A COMMON refrain in Pakistan today is that the role of the middle class and industry has been reduced to earning enough to pay their monthly electricity bills so that entities in the power sector can stay afloat. Pakistani industry is under severe stress because of the high administered prices of energy and fuel controlled by inefficient and corruption-ridden government-managed corporations.

While acknowledging that the major reasons for the high cost of electricity are delayed investments and the fuel mix with its heavy dependence on oil, the primary factors that have brought things to such a pass are policy, management and governance failures.

Other countries undertook electricity and power reforms essentially to reorient the sector in keeping with contemporary trends in technology and innovations (to improve efficiencies, especially of industry). In our case, power reforms are being led by the need to ease the burden of the weak financial condition of distribution companies, the goals being confined to narrow requirements of financial health.

Resultantly, our priorities are also skewed in terms of who is to be supplied electricity and at what price; this runs contrary to the economy’s needs to expand productive capacity and competitiveness, to create jobs for a rapidly growing labour force.

For example, close to 47pc of consumers in our case are domestic and barely 29pc are running industry compared to even India (by no means an example to follow) where the ratios are 25pc and 37pc respectively. Moreover, the rates in both India and Pakistan are much higher for industry than domestic consumers, in sharp contrast to policies in other countries and the interests of our domestic economies.
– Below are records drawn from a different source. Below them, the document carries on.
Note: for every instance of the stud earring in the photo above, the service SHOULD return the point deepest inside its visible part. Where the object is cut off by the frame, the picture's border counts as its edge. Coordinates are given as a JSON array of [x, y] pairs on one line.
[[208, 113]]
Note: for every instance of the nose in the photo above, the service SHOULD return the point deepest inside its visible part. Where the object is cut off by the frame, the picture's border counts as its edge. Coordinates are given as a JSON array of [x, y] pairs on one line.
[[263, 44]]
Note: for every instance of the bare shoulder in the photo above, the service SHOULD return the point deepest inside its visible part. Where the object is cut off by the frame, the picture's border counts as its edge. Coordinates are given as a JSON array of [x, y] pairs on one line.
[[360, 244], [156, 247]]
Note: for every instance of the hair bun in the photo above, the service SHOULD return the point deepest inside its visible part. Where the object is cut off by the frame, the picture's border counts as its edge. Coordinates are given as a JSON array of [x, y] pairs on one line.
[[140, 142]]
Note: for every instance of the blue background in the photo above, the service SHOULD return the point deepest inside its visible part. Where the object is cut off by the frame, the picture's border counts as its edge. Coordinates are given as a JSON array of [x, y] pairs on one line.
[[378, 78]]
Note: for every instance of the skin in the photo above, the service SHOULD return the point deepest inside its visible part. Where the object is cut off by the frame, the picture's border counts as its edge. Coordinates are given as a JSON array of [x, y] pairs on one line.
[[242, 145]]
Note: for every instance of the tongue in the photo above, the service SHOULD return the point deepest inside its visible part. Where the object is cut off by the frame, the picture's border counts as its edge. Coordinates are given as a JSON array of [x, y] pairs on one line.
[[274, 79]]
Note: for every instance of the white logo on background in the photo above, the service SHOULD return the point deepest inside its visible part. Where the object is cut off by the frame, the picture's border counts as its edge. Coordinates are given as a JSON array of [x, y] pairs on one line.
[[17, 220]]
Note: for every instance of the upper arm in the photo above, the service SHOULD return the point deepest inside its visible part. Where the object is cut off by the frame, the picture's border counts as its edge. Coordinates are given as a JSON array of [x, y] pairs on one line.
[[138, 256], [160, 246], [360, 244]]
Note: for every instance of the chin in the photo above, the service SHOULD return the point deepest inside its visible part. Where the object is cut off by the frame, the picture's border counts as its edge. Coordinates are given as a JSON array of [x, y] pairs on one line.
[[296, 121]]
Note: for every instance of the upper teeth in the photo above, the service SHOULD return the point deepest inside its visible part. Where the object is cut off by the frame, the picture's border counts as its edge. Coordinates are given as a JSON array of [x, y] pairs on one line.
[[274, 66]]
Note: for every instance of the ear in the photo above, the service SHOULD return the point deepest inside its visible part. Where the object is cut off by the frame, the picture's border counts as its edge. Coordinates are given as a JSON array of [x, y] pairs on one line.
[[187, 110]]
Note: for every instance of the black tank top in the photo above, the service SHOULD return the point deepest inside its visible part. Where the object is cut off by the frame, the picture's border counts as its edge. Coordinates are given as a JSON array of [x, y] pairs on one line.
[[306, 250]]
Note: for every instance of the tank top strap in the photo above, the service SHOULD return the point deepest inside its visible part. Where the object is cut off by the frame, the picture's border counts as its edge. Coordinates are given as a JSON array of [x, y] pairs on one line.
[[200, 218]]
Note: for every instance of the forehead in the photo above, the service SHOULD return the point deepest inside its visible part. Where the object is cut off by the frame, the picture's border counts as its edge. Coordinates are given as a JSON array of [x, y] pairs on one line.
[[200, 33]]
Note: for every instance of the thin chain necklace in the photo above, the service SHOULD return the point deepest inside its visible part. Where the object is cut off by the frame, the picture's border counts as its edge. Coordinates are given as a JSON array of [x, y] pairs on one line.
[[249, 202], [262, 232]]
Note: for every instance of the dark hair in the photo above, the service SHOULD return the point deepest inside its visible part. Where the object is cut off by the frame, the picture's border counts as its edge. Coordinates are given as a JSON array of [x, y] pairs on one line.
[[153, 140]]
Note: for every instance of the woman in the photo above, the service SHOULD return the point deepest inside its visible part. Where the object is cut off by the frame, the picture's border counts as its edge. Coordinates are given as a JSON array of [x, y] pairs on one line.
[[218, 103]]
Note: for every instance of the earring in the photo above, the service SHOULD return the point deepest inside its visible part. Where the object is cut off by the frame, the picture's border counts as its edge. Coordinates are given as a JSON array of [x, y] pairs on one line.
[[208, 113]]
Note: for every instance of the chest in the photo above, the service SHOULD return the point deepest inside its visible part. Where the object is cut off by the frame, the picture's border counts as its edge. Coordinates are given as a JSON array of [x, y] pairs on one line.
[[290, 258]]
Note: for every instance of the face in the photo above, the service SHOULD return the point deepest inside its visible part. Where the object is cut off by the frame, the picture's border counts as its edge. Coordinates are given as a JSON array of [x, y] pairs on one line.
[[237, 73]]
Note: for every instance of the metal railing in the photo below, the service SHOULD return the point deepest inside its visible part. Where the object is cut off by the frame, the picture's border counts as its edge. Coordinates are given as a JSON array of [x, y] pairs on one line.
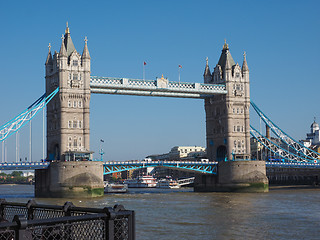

We have not even begun to tackle the problems in our defective power sector.
The financial losses of the sector were originally the result of low tariffs and high levels of subsidies, but now are largely the outcome of political interference. The latter has contributed to weak governance, poor maintenance of technologically backward equipment, rickety distribution systems, inadequate metering, non-merit appointments and overstaffing, larceny on a grand scale, poor collection of bills and literally no accountability. To top it all is an archaic financial structure characterised by no equity base and very high levels of debt requiring large interest payments.

Not only are the systems inefficient, theft — owing to collaborative/abetted corruption between customers and distribution company (DISCO) employees, and euphemistically classified as ‘technical losses’ at more than 24pc ( among the highest in the world) — is a bane. We have not even begun to tackle it. No country can afford robbery with such aplomb. It is also ridiculous to expect DISCOs to operate as commercial enterprises without any equity capital. Instead of equity, they only get loans from government/banks at high interest rates.

Moreover, it is also absurd to continue to subsidise an economic sector through the tariff structure instead of through the federal or provincial budgets. The latter approach will not only make the system transparent but also make the service providers more accountable.

All these issues are well known. But no one has the courage to tackle them, except by looking to the honest consumers to pay higher tariffs and on time to enable these utilities to cross-subsidise inefficiencies, pilferage and populist tariffs charged to farmers and low-consumption households.

Moreover, while capital follows the course of least resistance we are paying a heavy price for attracting investment on almost any terms, which is keeping electricity tariffs high. The guaranteed returns on equity are truly excessive, with resulting incomes also exempt from tax (except the withholding tax of 10pc on dividend payments from these earnings).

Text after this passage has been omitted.